In 2016, through a provision in the National Defense Authorization Act for Fiscal Year 2016, the Congress created the National Commission on Military, National, and Public Service, an independent bipartisan advisory commission tasked with evaluating the Selective Service System and recommending whether women should be required to register with the Selective Service, or potentially do away with the Selective Service System to avoid the gender inequality issue. On January 23, 2019, the Commission released an interim report outlining the various options. On March 25, 2020, after holding various public hearings, the Commission issued its final report, recommending that as long as the Selective Service System exists, both men and women should be subject to mandatory draft registration.

==Arguments==
The National Coalition for Men argued in part: "Forcing only males to register is an aspect of socially institutionalized male disposability and helps reinforce the stereotypes that support discrimination against men in other areas such as child custody, divorce, criminal sentencing, paternity fraud, education, public benefits, domestic violence services, due process rights, genital autonomy, and more." Opponents of the status quo also argued that current conscription laws violate the Equal Protection Clause of the Fourteenth Amendment to the United States Constitution via reverse incorporation because the law treats men and women differently.

==Ruling==
On February 22, 2019, Judge Gray H. Miller issued a declaratory judgment that the male-only registration requirement of the MSSA violates the Due Process Clause of the Fourteenth Amendment to the United States Constitution, since the restrictions on women serving in combat roles in the military, which were present at the time of the decision in Rostker, no longer applied and men and women are, therefore, similarly situated for purposes of a draft or registration for a draft.

==Appeal==
The ruling was appealed to the United States Court of Appeals for the Fifth Circuit. The Eagle Forum filed an amicus curiae brief supporting continued registration of men for the draft, opposing requiring women to register, and asking the Court of Appeals to overturn the District Court decision. A coalition including the American Civil Liberties Union Foundation of Texas, American Civil Liberties Union, 9to5 National Association of Working Women, A Better Balance, Gender Justice, KWH Law Center for Social Justice and Change, National Organization for Women Foundation, National Women’s Law Center, Women’s Law Center of Maryland, and Women’s Law Project filed an amicus curiae brief arguing that the Court of Appeals should uphold the District Court finding that the current Military Selective Service Act is unconstitutional. Oral arguments on the appeal were held March 3, 2020, before a 3-judge panel of the 5th Circuit Court of Appeals at Tulane Law School in New Orleans. A decision by the panel was issued on August 13, 2020, reversing the District Court judgment on the grounds that it amounted to overturning the Supreme Court's precedent from Rostker, which only the Supreme Court has the authority to do.

==Supreme Court==
Harry Crouch, President of the National Coalition for Men, announced that NCFM was "exploring its options, including filing a Petition for Writ of Certiorari with the United States Supreme Court". On January 8, 2021, NCFM, represented by the ACLU and cooperating counsel from Hogan Lovells, filed a petition for certiorari with the U.S. Supreme Court, asking the Supreme Court to review the decision of the 5th Circuit Court of Appeals. The case was docketed in the Supreme Court as case No. 20-928.

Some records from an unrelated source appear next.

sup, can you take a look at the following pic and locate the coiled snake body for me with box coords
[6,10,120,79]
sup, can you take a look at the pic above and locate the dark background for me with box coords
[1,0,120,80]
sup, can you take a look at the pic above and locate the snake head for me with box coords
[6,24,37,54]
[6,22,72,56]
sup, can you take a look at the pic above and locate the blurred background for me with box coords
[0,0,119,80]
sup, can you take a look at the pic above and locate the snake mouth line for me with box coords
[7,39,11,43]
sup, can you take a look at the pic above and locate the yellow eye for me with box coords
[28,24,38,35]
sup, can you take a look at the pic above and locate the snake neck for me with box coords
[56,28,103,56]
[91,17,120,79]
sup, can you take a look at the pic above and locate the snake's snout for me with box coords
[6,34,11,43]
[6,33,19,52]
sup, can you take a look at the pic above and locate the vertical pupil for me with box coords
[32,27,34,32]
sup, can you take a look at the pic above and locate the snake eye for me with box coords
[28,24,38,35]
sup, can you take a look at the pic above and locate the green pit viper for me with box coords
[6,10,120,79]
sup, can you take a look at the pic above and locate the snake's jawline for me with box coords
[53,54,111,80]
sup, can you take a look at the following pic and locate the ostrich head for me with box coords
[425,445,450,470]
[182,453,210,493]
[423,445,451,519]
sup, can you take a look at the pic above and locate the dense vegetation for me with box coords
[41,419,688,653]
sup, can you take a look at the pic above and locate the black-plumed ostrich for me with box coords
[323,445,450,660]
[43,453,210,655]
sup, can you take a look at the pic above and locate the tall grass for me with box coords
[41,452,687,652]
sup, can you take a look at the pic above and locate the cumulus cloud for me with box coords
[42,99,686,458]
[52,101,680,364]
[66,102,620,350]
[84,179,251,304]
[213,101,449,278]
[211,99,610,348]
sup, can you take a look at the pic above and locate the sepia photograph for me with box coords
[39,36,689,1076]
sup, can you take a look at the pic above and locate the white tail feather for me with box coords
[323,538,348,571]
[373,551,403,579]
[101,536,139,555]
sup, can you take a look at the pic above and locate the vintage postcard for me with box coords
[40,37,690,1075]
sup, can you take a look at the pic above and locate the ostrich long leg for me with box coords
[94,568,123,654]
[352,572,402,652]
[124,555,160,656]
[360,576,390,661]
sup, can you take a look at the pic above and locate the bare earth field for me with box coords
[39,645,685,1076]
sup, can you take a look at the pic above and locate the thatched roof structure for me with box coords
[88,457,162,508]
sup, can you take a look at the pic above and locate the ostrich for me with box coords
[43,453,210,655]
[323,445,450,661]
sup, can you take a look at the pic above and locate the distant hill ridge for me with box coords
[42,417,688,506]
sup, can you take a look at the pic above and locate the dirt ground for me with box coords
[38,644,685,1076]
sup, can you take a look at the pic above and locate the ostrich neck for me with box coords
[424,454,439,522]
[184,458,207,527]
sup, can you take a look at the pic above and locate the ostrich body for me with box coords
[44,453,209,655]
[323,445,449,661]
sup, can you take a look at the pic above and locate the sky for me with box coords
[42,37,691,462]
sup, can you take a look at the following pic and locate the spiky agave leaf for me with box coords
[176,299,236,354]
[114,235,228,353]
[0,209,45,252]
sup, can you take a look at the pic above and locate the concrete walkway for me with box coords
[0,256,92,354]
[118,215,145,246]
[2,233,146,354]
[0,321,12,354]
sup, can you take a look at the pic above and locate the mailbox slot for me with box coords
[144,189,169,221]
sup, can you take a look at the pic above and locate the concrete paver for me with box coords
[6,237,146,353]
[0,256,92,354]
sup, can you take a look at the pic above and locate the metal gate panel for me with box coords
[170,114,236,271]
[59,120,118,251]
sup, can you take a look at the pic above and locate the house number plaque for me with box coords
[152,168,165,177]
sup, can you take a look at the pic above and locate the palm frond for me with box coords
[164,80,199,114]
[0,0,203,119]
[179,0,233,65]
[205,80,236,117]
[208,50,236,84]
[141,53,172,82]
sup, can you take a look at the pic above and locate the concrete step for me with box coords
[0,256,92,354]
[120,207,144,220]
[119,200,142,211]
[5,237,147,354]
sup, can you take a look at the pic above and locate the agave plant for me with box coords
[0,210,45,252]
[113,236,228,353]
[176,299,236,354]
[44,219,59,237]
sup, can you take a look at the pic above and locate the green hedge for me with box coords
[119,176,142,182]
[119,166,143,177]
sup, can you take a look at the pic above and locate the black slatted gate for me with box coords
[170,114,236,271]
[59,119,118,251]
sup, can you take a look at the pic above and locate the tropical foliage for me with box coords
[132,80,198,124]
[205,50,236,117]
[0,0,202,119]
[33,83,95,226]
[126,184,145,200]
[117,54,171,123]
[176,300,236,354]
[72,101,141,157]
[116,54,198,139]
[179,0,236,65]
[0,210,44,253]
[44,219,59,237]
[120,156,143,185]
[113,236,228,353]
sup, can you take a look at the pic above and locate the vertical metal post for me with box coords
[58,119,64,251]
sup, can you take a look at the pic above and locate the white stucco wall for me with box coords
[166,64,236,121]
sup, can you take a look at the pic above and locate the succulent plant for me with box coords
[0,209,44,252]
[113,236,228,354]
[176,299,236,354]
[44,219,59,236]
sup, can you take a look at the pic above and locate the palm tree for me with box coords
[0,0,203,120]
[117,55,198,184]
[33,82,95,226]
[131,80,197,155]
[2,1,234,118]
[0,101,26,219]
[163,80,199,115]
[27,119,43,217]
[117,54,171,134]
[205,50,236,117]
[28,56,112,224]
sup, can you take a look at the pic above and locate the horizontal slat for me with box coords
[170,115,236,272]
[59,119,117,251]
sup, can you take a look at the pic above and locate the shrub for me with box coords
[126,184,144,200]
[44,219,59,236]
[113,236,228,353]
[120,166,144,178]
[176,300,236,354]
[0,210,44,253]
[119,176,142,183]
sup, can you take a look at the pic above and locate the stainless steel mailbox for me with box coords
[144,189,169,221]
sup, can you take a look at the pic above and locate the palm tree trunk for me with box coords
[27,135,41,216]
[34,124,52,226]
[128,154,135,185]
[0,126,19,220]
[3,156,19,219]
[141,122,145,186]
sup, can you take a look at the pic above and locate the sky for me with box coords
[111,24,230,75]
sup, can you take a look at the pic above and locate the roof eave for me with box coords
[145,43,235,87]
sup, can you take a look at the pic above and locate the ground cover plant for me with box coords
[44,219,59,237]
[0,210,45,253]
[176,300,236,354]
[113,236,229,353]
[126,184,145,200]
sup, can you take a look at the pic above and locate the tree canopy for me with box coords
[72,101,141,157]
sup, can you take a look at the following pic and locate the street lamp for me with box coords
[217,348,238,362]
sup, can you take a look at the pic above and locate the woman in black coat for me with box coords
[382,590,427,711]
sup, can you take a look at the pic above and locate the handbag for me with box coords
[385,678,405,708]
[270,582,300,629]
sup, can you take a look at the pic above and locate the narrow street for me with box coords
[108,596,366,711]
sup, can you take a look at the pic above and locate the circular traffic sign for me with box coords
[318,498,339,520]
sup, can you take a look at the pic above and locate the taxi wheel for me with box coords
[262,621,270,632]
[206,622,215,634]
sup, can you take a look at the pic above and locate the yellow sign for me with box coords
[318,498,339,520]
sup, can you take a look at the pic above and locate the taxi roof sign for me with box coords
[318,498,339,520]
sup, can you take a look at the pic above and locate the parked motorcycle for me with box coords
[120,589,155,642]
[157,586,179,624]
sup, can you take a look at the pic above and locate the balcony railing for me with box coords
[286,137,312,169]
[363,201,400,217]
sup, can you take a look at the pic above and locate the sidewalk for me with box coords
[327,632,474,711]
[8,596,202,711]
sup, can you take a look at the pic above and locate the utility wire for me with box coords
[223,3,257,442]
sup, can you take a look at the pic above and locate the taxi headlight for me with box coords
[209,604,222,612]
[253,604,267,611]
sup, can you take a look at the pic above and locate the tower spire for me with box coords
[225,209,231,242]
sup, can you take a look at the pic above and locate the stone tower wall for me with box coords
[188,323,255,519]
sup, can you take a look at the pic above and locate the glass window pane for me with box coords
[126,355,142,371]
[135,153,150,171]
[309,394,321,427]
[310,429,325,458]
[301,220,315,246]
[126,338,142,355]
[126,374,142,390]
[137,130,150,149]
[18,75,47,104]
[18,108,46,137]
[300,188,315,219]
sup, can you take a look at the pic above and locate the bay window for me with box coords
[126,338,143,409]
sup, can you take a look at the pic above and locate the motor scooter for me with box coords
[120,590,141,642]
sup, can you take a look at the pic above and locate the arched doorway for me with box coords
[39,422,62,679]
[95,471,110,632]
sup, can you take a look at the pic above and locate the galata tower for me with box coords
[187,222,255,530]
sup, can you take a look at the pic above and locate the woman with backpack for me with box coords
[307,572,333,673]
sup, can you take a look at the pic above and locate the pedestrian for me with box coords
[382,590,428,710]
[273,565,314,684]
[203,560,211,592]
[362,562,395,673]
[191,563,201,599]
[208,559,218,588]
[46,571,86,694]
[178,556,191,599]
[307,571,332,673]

The Supreme Court declined to review the case in June 2021. In an opinion on supporting the denial, Justice Sonia Sotomayor, joined by Justices Stephen Breyer and Brett Kavanaugh, stated that while there was a constitutional argument about discrimination on sex on the current draft, they agreed to decline because Congress was actively evaluating removing the male-only requirement of the draft through the 2016 Commission, and that "the Court's longstanding deference to Congress on matters of national defense and military affairs cautions against granting review while Congress actively weighs the issue".